Lisdexamfetamine is contraindicated in patients with a known hypersensitivity to amphetamine products or in patients receiving a monoamine oxidase inhibitor (MAOI), or who have received an MAOI dose within 2 weeks.12  In adults, there is a warning for potential abuse, dependence, sudden death, stroke, myocardial infarction, increase in blood pressure and heart rate, mental status changes, and peripheral vasculopathy.12  It is not indicated and should not be prescribed for weight loss or either mild or extreme BED. 

Precautions

Due to potential for abuse and dependence, lisdexamfetamine is a controlled Schedule II drug in the United States, and clinicians should assess the risk of abuse prior to prescribing and monitor for abuse and dependence during treatment.   Clinicians are discouraged from prescribing it to patients with structural cardiac abnormalities, cardiomyopathy, serious arrhythmia, or coronary artery disease.12  Clinicians should monitor blood pressure and pulse, and weigh benefits and risks before prescribing to patients with hypertension.  Prescribers should evaluate for symptoms of psychosis or mania prior to prescribing, and observe for digital changes during treatment due to vasculopathy risk.  Clinicians should discontinue lisdexamfetamine if binge eating does not improve.  They should counsel patients that because lisdexamfetamine affects the central nervous system, patients should determine how the medication affects them prior to operating vehicles or heavy machinery. 

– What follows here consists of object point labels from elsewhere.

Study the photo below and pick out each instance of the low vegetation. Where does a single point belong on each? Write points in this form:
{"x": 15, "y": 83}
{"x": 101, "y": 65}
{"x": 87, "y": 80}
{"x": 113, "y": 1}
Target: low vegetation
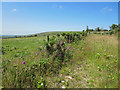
{"x": 64, "y": 60}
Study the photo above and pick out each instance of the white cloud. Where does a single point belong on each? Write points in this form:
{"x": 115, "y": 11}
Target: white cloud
{"x": 106, "y": 9}
{"x": 14, "y": 10}
{"x": 60, "y": 6}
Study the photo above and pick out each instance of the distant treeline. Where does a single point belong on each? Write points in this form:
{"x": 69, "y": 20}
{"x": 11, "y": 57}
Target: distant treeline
{"x": 113, "y": 29}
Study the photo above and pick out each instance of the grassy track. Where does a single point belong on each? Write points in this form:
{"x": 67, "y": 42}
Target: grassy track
{"x": 94, "y": 63}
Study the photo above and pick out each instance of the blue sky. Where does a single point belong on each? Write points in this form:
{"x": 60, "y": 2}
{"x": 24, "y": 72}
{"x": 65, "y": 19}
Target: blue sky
{"x": 35, "y": 17}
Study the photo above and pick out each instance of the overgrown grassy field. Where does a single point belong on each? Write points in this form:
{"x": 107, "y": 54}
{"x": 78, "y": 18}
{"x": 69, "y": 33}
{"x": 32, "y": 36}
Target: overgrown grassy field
{"x": 91, "y": 62}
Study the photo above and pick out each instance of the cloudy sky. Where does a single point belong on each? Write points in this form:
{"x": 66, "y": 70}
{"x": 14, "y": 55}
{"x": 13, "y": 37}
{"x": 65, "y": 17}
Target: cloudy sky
{"x": 35, "y": 17}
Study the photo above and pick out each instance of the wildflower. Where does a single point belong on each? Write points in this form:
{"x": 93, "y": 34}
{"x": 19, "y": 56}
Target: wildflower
{"x": 41, "y": 84}
{"x": 68, "y": 48}
{"x": 63, "y": 86}
{"x": 59, "y": 55}
{"x": 45, "y": 50}
{"x": 24, "y": 63}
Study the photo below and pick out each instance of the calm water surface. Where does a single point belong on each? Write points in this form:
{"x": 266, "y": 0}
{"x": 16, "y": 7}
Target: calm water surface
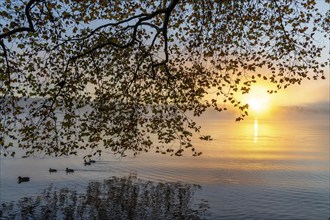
{"x": 255, "y": 169}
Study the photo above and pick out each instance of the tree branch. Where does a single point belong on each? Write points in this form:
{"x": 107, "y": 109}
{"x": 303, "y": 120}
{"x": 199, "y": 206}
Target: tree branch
{"x": 29, "y": 19}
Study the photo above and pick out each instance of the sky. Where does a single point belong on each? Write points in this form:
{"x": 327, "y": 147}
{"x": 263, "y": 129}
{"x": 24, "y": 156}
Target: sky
{"x": 310, "y": 93}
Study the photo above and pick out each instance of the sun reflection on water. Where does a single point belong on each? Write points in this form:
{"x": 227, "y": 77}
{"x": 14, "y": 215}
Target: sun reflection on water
{"x": 256, "y": 130}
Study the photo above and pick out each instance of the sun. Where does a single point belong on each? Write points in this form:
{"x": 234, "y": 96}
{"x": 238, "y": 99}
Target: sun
{"x": 258, "y": 99}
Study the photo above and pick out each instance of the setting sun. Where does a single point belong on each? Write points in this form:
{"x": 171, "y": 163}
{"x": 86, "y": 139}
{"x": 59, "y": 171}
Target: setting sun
{"x": 258, "y": 99}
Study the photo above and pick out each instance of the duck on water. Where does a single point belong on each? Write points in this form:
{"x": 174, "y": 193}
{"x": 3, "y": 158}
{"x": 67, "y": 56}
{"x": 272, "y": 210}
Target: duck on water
{"x": 23, "y": 179}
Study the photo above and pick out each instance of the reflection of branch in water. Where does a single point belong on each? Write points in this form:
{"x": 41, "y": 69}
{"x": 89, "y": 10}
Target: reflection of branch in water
{"x": 115, "y": 198}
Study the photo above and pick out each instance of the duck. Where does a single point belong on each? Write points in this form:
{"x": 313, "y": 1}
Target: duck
{"x": 69, "y": 170}
{"x": 23, "y": 179}
{"x": 87, "y": 163}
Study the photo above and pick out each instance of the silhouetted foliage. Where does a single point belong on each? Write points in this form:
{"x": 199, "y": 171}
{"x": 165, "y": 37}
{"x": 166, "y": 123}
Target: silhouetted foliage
{"x": 115, "y": 198}
{"x": 119, "y": 75}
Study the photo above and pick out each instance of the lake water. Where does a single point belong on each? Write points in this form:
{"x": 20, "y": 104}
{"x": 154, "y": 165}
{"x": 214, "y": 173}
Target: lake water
{"x": 255, "y": 169}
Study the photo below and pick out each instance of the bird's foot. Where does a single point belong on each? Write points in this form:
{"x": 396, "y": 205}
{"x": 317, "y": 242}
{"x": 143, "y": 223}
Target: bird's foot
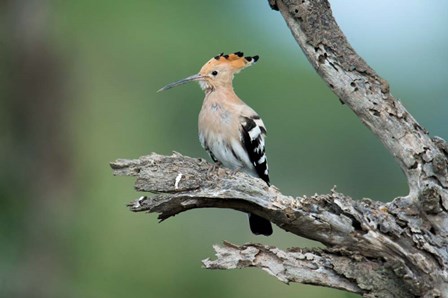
{"x": 214, "y": 167}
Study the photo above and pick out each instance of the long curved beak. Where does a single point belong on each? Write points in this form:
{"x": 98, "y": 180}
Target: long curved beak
{"x": 196, "y": 77}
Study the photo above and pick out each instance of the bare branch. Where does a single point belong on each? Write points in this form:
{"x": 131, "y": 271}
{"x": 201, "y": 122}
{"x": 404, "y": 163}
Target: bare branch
{"x": 321, "y": 267}
{"x": 366, "y": 228}
{"x": 397, "y": 249}
{"x": 358, "y": 86}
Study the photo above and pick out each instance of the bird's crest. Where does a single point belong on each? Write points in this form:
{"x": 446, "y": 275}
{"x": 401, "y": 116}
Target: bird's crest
{"x": 235, "y": 61}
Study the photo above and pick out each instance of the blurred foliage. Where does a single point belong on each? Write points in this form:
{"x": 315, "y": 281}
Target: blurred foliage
{"x": 113, "y": 56}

Due to the risk of placental constriction and hypoperfusion, premature delivery, low birth weight, and withdrawal symptoms in neonates of mothers dependent on amphetamines, lisdexamfetamine is classified as a Category C drug and should be given to pregnant women only if the benefit of continuing the drug and negative consequences of discontinuation outweigh the above risks.12 Clinicians should discontinue lisdexamfetamine if possible in nursing mothers , unless the benefit from continuing the medication outweighs the risk of transmission to the infant in breastmilk.   

Conclusion

          Binge eating disorder is a condition with significant morbidity, and limited treatment options include psychotherapy, SRIs, and anticonvulsants.  Lisdexamfetamine is the only FDA-approved medication to treat BED.   It has demonstrated efficacy and tolerability in clinical trials, and while it appears to be a promising treatment for clinicians treating patients with BED, pending trials will determine long term efficacy and safety.